During Canada’s recent federal election campaign, the crisis of migrants and refugees rushinginto Europe from Africa and the Middle-East was in full flood.
Aid agencies were calling for the then-Conservative government to speed up the process of bringing refugees to settle in Canada.
The Conservatives under Stephen Harper adopted a –go-slow approach saying careful vetting for security reasons was needed in spite of the crisis.
Liberal leader Justin Trudeau, now Prime Minister, had promised to rush in 25,000 Syrian refugees by January 1st.
Christina Clark-Kazak (PhD) is an expert in issues surrounding refugees. After working with the Canadian government overseas, she is now the Acting Director of York’s Centre for Refugee Studies, and associate principal, research and graduate studies, Department of International Studies, at York University and Glendon Campus Toronto
After much public criticism of the plans to rush in the Syrian refugees, the new Liberal government announced it would be unable to meet it’s promise.
Many Canadians, rightly ore wrongly, were concerned about security issues especially following the Beirut bombing and Paris attacks.
Others were concerned at the projected costs, which have varied but which the government has said at one point would be $1.2 billion over six years.
The government at this point has only budgeted $100-million for the refugee effort.
This week the government announced it had adjusted it’s original promise to say only 10,000 Syrians will be brought in by the end of the year with the remainder coming in the following two months.
To accomplish even this, it has rushed some 500 of its officials to refugee camps Jordan, Lebanon and Turkey to help screen potential candidates.
Another possibly contentious issue is who is being selected.
This week the government announced only women, children, and families would be allowed in, along with gay men and women. The idea is that these are the most vulnerable categories to violence and abuse. Prime Minister Trudeau has said that security concerns were behind the modifications, but critics say elimination of single men only underscores the idea that Muslim men are security threats.

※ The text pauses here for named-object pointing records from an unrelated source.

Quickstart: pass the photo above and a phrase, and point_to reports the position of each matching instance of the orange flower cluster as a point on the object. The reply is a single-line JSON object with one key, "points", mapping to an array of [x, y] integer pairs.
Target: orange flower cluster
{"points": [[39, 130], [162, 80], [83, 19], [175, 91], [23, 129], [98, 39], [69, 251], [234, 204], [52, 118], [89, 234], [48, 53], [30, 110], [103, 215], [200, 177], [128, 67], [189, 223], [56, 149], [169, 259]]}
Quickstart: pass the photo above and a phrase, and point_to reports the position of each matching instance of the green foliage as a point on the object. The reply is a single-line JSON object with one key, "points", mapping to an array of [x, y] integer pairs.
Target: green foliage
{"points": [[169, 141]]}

Professor Clark-Kazak notes that several experts have said that both these aspects stereotype groups, and as for claims of homosexuality, raises other concerns.
Determination involves detailed and intimate revelations about people’s lives, and on the one hand there could be abuse- people claiming to be gay to get in- there is also a heterosexual bias on the part of interviewers,, and that in middle-eastern cultures, homosexuality will have been repressed and many will have outwardly living heterosexual lives. Professor Clark Kazak said the government’s “category” approach to vulnerability exacerbates such issues.
To accommodate the influx, several military bases across the country have been busy upgrading a number of facilities on base to render them suitable for large numbers of women and children, and families. Most of the available barracks were intended for summer use only and so are also being modified for winter conditions.